El estudio, realizado por una consultora nacional, señala que la asignación del aguinaldo para vacaciones y ahorros ha disminuido drásticamente. Solo un 10% de los encuestados planea utilizarlo para viajar o guardar un porcentaje para el futuro. Esto indica un cambio significativo en la mentalidad de los argentinos hacia el ahorro y el consumo, impulsado por la necesidad inmediata de hacer frente a gastos cotidianos. La crisis económica, junto con la incertidumbre política, han generado una mayor urgencia entre los ciudadanos para cubrir sus necesidades básicas.

Es notable que muchos trabajadores que tradicionalmente solían destinar su aguinaldo a fines recreativos o de esparcimiento, ahora prioricen la subsistencia. En años anteriores, como en 2020 y 2021, más del 25% de los encuestados optaban por utilizar parte de su aguinaldo para planificar vacaciones. Estos cambios demuestran cómo la situación económica ha reestructurado las prioridades de las familias argentinas, que deben adaptarse a una nueva realidad en la que lo esencial pasa a ser lo más importante.

Impacto del Aguinaldo en el Presupuesto Familiar

La asignación del aguinaldo se ha vuelto una herramienta fundamental para el manejo financiero de los hogares argentinos. Con una inflación que supera el 100% anual, las familias se ven obligadas a redirigir los ingresos extraordinarios a cubrir gastos que antes consideraban secundarios. Este fenómeno no solo afecta la calidad de vida de los ciudadanos, sino que también podría tener un impacto en la economía nacional, ya que reduce el consumo en sectores clave.

Además, el escaso destino del aguinaldo hacia el ahorro puede traer consigo consecuencias negativas a largo plazo. La falta de capacidad de ahorro puede limitar las oportunidades de inversión y la formación de un fondo de emergencia ante imprevistos. Si esta tendencia persiste, podría intensificarse un ciclo de dependencia hacia el consumo inmediato, lo que podría dificultar la recuperación económica del país en un futuro cercano.

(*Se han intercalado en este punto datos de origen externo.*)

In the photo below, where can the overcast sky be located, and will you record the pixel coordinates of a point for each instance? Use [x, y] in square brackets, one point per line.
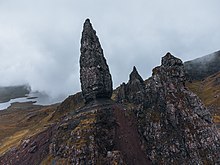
[40, 40]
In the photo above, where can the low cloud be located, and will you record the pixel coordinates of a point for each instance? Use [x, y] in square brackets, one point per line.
[40, 40]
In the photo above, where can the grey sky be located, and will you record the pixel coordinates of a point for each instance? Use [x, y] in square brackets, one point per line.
[39, 40]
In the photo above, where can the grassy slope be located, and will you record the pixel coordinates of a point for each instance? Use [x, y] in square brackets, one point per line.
[31, 120]
[209, 92]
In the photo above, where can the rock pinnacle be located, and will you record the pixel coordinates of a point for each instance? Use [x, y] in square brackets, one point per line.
[96, 81]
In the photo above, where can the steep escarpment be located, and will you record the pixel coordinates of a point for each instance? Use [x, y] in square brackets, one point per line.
[97, 131]
[203, 67]
[95, 77]
[175, 126]
[157, 121]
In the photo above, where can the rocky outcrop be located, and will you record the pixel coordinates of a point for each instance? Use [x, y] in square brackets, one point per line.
[96, 81]
[203, 67]
[133, 91]
[175, 126]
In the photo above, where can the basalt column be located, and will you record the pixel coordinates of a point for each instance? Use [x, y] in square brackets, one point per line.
[96, 81]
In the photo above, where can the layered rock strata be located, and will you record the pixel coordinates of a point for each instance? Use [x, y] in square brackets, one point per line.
[96, 81]
[175, 126]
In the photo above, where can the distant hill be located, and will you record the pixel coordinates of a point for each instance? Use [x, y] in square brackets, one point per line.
[12, 92]
[203, 67]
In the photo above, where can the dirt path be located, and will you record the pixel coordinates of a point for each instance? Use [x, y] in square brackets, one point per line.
[128, 138]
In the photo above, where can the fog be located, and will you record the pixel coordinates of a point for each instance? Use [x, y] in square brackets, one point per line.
[40, 40]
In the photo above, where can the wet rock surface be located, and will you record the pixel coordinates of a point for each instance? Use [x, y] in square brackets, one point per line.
[96, 81]
[175, 126]
[157, 121]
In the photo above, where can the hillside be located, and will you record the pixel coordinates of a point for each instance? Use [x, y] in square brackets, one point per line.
[203, 67]
[209, 92]
[157, 121]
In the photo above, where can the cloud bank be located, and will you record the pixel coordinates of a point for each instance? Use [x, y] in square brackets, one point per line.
[40, 40]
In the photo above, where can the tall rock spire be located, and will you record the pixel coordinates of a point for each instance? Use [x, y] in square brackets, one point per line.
[96, 81]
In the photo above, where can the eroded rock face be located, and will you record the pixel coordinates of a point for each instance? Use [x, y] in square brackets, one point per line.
[175, 126]
[134, 90]
[96, 81]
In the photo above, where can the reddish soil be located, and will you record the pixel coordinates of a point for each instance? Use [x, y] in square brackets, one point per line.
[128, 140]
[30, 152]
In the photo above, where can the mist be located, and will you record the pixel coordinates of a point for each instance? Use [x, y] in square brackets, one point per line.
[40, 40]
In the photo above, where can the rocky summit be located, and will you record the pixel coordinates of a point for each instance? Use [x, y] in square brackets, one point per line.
[156, 121]
[175, 127]
[96, 81]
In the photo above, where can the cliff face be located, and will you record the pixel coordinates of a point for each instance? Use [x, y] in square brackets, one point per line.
[157, 121]
[203, 67]
[95, 77]
[174, 124]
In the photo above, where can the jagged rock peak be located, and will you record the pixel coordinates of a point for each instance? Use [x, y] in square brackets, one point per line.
[96, 81]
[170, 60]
[135, 75]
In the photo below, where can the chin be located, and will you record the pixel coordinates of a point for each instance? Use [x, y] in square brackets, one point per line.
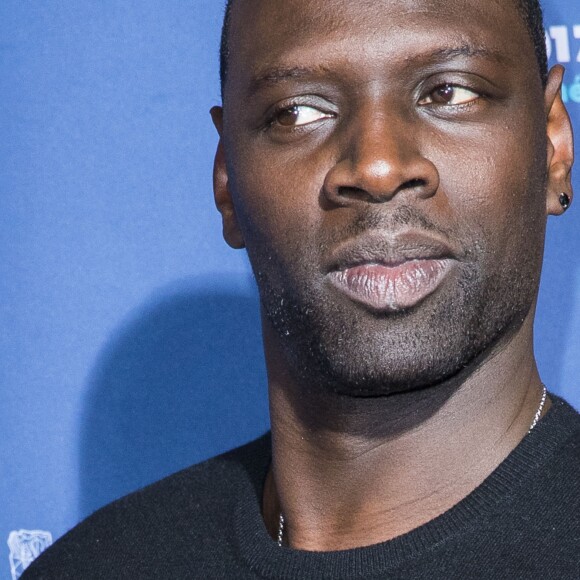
[343, 349]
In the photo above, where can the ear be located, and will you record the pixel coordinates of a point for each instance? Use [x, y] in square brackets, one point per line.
[560, 144]
[222, 195]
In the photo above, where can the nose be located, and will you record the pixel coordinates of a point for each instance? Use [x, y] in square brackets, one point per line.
[380, 158]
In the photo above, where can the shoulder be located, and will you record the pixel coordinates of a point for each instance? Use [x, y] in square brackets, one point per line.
[168, 521]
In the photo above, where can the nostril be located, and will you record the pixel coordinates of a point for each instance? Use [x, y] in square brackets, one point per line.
[348, 191]
[413, 183]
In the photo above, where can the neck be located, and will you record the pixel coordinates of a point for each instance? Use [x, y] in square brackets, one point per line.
[350, 472]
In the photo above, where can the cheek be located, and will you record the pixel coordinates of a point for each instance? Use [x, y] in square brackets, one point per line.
[278, 201]
[497, 190]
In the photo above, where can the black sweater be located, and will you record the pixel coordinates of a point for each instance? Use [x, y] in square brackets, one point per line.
[205, 522]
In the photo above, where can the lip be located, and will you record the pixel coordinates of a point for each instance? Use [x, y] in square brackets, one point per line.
[390, 273]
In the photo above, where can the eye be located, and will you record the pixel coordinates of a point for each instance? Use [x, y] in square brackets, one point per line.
[298, 115]
[450, 95]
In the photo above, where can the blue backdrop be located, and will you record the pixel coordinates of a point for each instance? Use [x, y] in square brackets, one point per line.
[130, 344]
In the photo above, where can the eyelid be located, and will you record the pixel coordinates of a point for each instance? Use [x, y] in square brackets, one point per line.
[428, 100]
[300, 102]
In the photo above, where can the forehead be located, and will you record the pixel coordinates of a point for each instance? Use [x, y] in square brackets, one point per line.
[269, 32]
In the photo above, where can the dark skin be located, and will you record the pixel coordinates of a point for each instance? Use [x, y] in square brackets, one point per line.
[412, 120]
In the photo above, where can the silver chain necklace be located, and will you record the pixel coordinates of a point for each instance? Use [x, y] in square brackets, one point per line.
[535, 420]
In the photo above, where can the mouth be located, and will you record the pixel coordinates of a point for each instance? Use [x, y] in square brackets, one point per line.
[391, 274]
[391, 288]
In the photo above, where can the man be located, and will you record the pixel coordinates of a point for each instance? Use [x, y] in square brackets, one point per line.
[389, 166]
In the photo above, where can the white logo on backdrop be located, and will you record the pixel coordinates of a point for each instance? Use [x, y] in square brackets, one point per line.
[563, 43]
[25, 546]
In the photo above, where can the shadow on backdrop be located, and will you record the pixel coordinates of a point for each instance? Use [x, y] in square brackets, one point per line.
[558, 292]
[183, 379]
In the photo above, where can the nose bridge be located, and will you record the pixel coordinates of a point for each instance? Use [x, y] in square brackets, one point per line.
[377, 148]
[380, 156]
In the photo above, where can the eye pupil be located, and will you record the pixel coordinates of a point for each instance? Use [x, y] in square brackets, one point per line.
[289, 116]
[444, 94]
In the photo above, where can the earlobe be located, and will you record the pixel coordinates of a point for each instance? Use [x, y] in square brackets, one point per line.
[222, 195]
[560, 146]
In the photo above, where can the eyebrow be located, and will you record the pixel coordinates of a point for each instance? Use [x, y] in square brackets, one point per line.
[278, 74]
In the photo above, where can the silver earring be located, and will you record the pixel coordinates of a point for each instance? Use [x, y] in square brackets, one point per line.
[564, 200]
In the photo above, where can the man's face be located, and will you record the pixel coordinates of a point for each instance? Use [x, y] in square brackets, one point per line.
[387, 164]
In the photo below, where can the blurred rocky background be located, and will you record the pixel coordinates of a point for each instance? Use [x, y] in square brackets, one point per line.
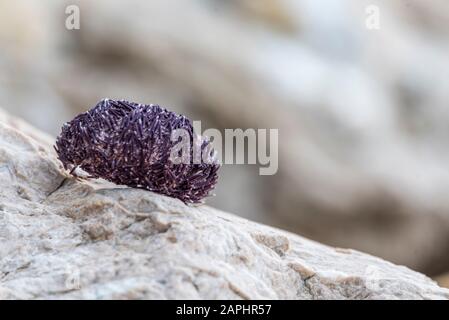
[362, 113]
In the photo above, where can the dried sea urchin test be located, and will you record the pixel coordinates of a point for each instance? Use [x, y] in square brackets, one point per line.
[129, 144]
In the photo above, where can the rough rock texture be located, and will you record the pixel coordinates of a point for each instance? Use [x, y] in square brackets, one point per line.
[363, 114]
[63, 238]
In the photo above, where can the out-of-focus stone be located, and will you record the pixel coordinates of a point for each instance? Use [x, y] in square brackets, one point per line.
[61, 238]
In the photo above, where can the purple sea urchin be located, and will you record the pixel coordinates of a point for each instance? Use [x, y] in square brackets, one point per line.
[129, 144]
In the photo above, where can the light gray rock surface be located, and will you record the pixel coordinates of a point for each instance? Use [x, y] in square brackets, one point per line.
[61, 238]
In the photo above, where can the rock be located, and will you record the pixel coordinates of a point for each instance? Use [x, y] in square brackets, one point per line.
[443, 280]
[364, 147]
[62, 238]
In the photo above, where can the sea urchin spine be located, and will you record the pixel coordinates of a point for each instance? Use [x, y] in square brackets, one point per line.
[129, 144]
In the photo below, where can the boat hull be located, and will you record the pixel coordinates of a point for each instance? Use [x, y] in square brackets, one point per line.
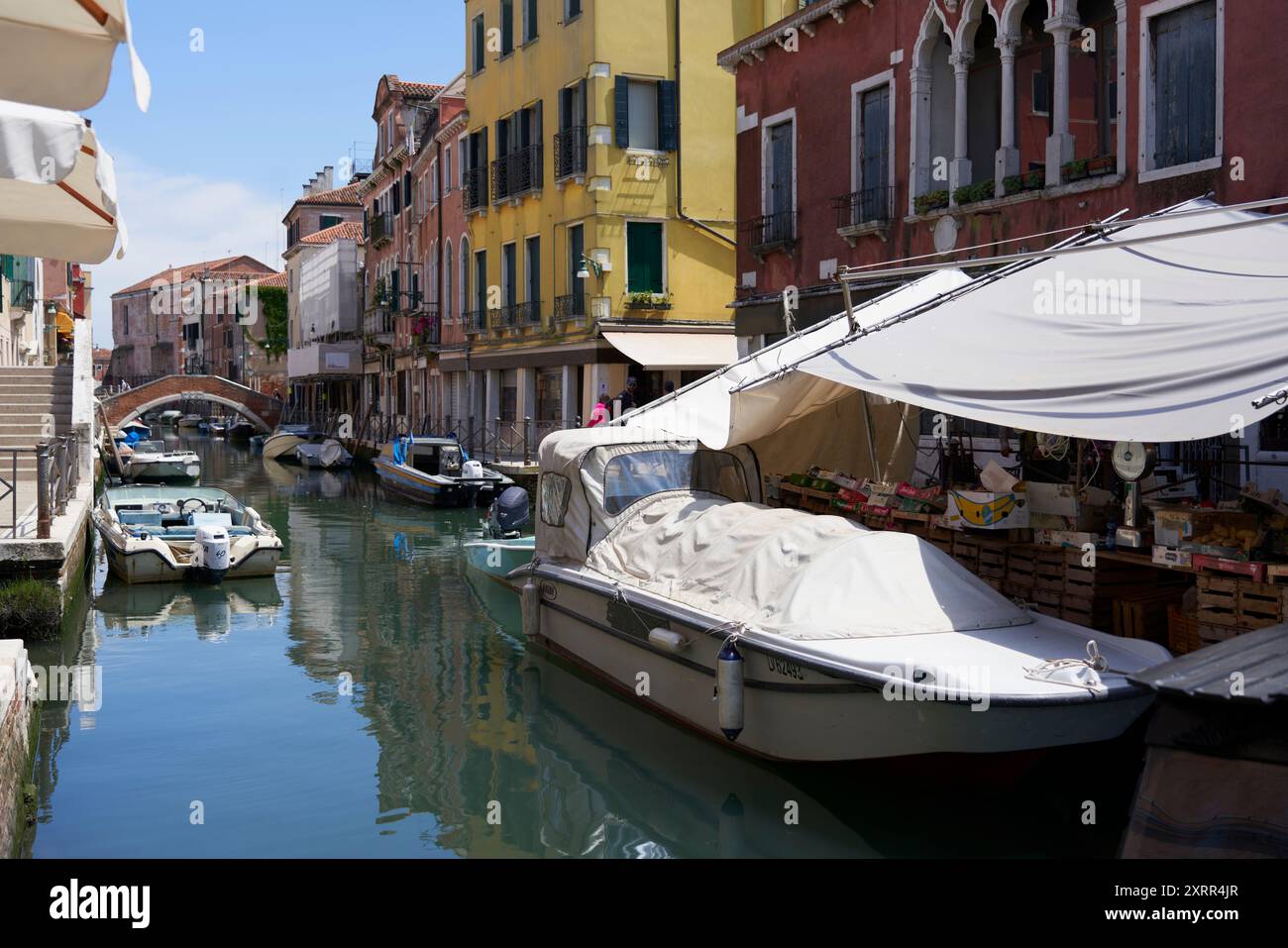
[793, 710]
[498, 558]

Este panorama actual en Argentina es un recordatorio de cómo situaciones económicas adversas pueden influir en las decisiones financieras de la población. La historia de la economía argentina está marcada por crisis recurrentes y reestructuraciones profundas en los hábitos de consumo. Esta tendencia hacia un uso predominante del aguinaldo para cubrir necesidades básicas reitera la fragilidad del tejido social y económico del país.